Efficiency research as a countervailing force
Not all the action is in raw scale. A cluster of research results is beginning to challenge the assumption that more compute is always the answer:
- Single-layer RL post-training: A 2026 arXiv paper found that training a single transformer layer — concentrated in the middle of the stack — can recover most or all of the gains from full-parameter RL post-training across seven model families and three RL algorithms. If this generalizes, it dramatically reduces the compute cost of alignment fine-tuning.
- Sparse attention: DeepSeek's V3.2-Exp introduced DeepSeek Sparse Attention (DSA), achieving efficiency gains during training and inference while matching the performance of its predecessor, accompanied by a 50%+ API price cut.
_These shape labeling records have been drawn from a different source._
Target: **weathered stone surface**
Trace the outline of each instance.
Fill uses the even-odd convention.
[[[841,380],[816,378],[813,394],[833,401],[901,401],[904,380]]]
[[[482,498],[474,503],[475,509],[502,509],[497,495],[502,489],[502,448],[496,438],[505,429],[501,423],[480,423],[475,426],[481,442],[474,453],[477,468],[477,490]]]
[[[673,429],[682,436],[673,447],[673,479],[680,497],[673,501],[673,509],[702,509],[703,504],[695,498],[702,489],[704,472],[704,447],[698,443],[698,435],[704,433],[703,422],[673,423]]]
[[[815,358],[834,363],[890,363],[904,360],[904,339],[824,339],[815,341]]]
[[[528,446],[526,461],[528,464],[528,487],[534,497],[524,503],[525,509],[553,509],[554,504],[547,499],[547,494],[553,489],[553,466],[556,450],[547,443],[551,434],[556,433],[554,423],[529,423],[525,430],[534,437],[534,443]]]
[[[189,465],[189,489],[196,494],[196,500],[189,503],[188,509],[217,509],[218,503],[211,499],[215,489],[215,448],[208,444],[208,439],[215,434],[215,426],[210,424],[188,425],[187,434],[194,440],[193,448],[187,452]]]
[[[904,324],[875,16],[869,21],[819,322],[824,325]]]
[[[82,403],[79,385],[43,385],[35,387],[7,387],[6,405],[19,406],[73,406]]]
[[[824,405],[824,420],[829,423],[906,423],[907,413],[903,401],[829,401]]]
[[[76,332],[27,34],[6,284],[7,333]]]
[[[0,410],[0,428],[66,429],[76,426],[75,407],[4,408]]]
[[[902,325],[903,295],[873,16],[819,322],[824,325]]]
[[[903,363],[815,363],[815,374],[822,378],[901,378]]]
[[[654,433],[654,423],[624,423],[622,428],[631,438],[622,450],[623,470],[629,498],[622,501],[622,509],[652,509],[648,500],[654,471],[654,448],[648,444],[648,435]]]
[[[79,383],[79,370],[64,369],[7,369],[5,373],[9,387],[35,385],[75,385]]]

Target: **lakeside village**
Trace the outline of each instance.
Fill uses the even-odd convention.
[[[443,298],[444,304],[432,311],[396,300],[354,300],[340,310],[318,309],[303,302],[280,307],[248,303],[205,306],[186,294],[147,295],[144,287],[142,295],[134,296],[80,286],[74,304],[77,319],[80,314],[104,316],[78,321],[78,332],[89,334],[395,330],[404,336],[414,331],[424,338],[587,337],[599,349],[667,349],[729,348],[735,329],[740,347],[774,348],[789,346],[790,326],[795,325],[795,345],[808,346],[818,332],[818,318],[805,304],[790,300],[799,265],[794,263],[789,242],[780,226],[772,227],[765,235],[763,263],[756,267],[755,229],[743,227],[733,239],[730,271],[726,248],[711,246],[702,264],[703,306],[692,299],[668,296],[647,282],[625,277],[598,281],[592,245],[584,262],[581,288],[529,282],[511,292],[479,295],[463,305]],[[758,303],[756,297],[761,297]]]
- MoE hyperparameter transfer: The Complete-muE framework enables near-optimal hyperparameter reuse across dense and Mixture-of-Experts architectures without costly re-tuning — reducing the overhead of scaling MoE models.
- Shannon Scaling Law: A theoretical framework modeling LLM training as noisy-channel information transmission introduces an SNR-based capacity limit that explains phenomena like catastrophic overtraining that classical power-law scaling laws cannot capture, potentially improving how labs allocate training compute.
- On-device MoE: MobileMoE demonstrates 2–4× fewer inference FLOPs than dense baselines on commodity smartphones, pointing toward a parallel efficiency frontier at the edge.
These results do not reduce infrastructure investment in the near term — labs are spending efficiency gains on more capability — but they suggest the compute-per-capability ratio is improving, and that the relationship between raw scale and model quality is more nuanced than early scaling laws implied.
Where it is heading
The structural trajectory is toward full-stack ownership: labs that control their chips, their facilities, their power, and their software stack will have the most predictable access to compute and the lowest marginal cost per training FLOP. OpenAI's Jalapeño and the Broadcom 10GW accelerator roadmap represent the leading edge of this. Anthropic's multi-provider portfolio is a hedge against any single supplier's constraints. The Stargate Michigan facility and Anthropic's Fluidstack data centers represent the physical manifestation of commitments made in 2024–2025.
The open question is whether efficiency research will eventually bend the curve enough to make the current scale of investment look excessive — or whether capability demands will continue to absorb every efficiency gain, keeping the infrastructure arms race at full intensity.